Autre exemple de mauvaise intégration au MCU, les deux fameux claquements de doigts, qui avaient un fort potentiel dramatique dans les films post "End Game", ne sont utilisés ici que pour l’humour, là où on aurait pu par exemple évoquer le choc de ceux qui étaient resté au retour des disparus, ou la réintégration de ces derniers dans un monde qui avait avancé sans eux pendant cinq ans. Ici tout sérieux est sacrifié au nom du sacro-saint humour, ce qui n’est pas un défaut en soit, mais enlève un potentiel point fort au film.

Mais si le film accuse ce défaut d’écriture quant à l’intégrité de la saga, il en possède également quant à son intégrité propre, certaines scènes étant assez mal amenées. La plus flagrante reste toute la péripétie dans le bus avec l’agent allemande et le téléphone de Brad. On sent que tout ça ne sert qu’à introduire les drones en tant que set-up et qu’au final, cette séquence n’aura aucun impact sur le reste de l’histoire. D’autant plus que tout l’enchaînement fait très forcé, car toute cette situation aurait pu être désamorcée bien plus facilement vues les capacités des lunettes de Peter. De plus, cette séquence alterne entre scène comique et scène d’action héroïque et (mal) iconisée, ayant ainsi constamment le « cul entre deux chaises », et trahissant la superficialité de ses propres enjeux.

En revanche, le dosage de l’humour est très bien calibré, les blagues faisant toujours mouche et ne désamorçant jamais les enjeux plus dramatiques, contrairement à d’autres productions Marvel comme "Doctor Strange" pour ne citer que lui. On notera aussi un personnage de Mysterio plutôt réussi, même si l’on aurait souhaité une métaphore peut être un peu plus poussée et des motivations moins fragiles.

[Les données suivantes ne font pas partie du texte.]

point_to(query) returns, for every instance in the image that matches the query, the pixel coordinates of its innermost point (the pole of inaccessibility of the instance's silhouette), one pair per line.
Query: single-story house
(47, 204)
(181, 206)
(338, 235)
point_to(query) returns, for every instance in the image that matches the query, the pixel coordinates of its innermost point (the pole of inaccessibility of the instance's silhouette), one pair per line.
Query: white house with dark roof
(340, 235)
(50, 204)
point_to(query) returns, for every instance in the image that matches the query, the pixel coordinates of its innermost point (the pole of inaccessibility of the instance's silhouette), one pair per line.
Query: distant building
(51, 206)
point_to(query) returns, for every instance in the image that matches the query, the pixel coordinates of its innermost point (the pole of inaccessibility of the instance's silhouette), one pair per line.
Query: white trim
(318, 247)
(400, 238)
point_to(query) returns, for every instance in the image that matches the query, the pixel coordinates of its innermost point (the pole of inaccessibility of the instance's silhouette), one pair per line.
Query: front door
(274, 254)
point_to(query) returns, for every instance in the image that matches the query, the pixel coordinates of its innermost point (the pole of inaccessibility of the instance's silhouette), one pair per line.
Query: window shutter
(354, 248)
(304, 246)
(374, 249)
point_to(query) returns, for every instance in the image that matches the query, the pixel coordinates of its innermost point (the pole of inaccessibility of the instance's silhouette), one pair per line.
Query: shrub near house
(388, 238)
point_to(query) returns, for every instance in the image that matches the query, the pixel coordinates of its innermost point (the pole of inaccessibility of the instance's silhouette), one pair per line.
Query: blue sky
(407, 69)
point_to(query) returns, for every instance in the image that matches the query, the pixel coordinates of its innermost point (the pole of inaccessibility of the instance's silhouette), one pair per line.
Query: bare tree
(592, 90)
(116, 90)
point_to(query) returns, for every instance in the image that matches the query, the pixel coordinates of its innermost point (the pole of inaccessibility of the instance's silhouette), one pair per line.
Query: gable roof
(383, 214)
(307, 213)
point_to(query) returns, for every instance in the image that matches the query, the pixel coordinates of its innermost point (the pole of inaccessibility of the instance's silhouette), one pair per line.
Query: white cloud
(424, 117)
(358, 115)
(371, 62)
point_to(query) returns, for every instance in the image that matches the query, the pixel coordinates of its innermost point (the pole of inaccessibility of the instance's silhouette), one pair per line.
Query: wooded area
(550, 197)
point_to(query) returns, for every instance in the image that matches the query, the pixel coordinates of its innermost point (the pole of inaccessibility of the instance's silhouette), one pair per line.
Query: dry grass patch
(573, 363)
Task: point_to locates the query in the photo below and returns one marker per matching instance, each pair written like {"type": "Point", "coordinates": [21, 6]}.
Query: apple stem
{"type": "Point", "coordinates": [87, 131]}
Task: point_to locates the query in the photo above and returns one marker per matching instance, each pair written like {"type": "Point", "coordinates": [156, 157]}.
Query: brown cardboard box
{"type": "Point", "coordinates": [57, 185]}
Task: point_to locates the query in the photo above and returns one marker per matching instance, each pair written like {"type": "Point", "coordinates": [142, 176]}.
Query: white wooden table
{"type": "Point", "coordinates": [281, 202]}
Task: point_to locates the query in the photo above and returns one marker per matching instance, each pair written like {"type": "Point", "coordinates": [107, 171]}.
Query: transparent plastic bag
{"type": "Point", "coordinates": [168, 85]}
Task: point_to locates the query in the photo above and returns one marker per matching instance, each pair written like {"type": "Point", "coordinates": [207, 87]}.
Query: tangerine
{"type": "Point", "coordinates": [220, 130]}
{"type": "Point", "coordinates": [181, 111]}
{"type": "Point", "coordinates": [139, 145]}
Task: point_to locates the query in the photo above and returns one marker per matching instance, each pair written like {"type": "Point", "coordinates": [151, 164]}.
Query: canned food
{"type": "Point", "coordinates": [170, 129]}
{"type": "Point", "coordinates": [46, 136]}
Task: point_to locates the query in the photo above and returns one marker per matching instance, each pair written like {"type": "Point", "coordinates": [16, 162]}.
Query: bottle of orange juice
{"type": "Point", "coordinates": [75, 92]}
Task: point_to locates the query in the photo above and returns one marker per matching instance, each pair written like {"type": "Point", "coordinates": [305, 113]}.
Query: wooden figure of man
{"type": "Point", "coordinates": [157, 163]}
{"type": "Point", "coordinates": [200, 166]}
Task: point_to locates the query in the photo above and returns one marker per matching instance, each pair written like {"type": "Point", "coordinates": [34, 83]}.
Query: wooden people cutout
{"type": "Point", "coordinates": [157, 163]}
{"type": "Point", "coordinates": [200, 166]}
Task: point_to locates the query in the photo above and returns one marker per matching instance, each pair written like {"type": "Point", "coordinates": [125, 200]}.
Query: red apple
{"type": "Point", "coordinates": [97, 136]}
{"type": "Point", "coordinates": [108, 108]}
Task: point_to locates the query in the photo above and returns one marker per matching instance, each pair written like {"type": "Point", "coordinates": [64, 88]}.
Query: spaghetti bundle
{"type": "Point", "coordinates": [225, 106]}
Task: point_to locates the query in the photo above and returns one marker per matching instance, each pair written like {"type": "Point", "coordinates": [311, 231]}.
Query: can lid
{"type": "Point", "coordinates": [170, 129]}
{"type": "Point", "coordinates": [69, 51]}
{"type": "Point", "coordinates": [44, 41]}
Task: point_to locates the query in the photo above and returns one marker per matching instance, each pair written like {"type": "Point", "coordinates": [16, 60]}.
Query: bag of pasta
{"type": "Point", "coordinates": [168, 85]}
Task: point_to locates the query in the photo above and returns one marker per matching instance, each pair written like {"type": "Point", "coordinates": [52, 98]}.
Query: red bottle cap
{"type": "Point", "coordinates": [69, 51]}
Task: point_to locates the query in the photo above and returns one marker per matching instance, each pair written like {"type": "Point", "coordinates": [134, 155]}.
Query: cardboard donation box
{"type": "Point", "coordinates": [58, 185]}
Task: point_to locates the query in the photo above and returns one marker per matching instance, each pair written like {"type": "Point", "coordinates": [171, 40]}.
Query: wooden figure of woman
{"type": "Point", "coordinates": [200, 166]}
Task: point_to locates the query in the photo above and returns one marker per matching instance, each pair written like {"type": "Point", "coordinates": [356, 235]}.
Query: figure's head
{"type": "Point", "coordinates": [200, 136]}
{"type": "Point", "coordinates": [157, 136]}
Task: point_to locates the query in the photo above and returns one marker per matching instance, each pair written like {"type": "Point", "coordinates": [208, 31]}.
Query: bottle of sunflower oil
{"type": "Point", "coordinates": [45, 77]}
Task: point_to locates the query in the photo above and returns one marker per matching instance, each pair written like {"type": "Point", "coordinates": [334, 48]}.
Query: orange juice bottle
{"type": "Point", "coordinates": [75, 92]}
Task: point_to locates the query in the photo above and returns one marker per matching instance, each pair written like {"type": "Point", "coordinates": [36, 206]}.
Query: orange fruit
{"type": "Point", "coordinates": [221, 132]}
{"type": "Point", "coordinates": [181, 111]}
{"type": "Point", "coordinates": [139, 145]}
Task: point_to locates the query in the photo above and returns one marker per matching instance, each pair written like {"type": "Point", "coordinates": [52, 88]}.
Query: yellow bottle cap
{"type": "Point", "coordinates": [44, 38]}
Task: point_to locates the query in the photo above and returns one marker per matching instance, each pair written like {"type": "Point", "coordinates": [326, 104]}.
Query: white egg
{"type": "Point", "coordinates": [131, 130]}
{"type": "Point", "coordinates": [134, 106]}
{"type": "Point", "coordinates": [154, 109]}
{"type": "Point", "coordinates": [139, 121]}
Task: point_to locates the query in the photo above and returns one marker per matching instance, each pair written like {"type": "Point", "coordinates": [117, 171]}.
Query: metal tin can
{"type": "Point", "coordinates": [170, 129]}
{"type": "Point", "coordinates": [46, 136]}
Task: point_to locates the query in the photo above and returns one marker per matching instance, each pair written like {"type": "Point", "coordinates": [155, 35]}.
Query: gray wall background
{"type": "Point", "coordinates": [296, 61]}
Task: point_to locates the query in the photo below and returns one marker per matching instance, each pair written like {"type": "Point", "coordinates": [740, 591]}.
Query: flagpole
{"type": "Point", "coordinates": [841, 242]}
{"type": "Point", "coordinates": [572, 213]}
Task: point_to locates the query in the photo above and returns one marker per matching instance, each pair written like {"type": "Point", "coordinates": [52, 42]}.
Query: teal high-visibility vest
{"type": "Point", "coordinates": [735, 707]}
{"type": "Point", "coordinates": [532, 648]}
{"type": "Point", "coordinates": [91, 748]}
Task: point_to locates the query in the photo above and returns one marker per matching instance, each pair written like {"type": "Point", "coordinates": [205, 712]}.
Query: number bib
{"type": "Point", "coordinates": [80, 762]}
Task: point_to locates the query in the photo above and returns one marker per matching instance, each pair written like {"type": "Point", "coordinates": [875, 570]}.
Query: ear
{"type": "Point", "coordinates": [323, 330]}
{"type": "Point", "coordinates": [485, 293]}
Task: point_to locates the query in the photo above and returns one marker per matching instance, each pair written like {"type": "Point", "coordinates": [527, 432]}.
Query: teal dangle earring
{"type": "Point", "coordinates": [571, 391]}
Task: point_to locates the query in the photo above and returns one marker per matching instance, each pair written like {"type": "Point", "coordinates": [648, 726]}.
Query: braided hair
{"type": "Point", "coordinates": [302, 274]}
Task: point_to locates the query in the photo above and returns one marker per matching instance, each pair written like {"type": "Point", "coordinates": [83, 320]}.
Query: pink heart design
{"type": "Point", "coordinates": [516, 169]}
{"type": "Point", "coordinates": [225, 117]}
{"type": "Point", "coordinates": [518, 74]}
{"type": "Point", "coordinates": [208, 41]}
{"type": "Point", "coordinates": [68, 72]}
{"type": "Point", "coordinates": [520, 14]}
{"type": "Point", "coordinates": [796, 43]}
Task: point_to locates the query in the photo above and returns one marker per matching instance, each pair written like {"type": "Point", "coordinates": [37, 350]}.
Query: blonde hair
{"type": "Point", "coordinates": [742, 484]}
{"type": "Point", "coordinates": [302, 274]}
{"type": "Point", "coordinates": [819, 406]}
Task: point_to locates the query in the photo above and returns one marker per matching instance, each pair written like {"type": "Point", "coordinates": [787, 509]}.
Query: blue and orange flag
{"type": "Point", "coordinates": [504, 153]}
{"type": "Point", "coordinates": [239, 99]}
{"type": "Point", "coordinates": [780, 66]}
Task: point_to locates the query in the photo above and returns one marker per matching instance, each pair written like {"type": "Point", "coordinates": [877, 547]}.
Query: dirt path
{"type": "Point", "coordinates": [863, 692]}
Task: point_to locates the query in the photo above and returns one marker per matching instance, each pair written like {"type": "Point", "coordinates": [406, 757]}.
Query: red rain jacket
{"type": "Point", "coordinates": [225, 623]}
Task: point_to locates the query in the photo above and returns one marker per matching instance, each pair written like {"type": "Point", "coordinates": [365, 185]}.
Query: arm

En ce qui concerne la réalisation, rien de bien passionnant, Jon Watts se contentant de filmer l’action de manière efficace, mais sans être époustoufflant. On notera cependant un peu plus d’ambition que dans le premier opus au niveau des séquences d’action, avec une caméra qui, sans atteindre la virtuosité de Sam Raimi, virevolte un peu plus que dans "Homecoming", ceci pour notre plus grand plaisir. On notera cependant un morceau de bravoure , avec la séquence des illusions, assez impressionnante il faut l’admettre. Au final, si "Spider-man Far from Home" reste un divertissement d’une qualité honnête, il fait preuve d’une mauvaise intégration au reste du MCU, et de quelques défauts d’écriture qui l’empêchent de rester mémorable et le cantonne au bon petit divertissement léger de l’été. Par ailleurs, restez bien jusqu’à la fin du générique, certaines incohérences du scénario au premier regard sont en effet expliquées assez intelligemment dans la seconde scène post-générique.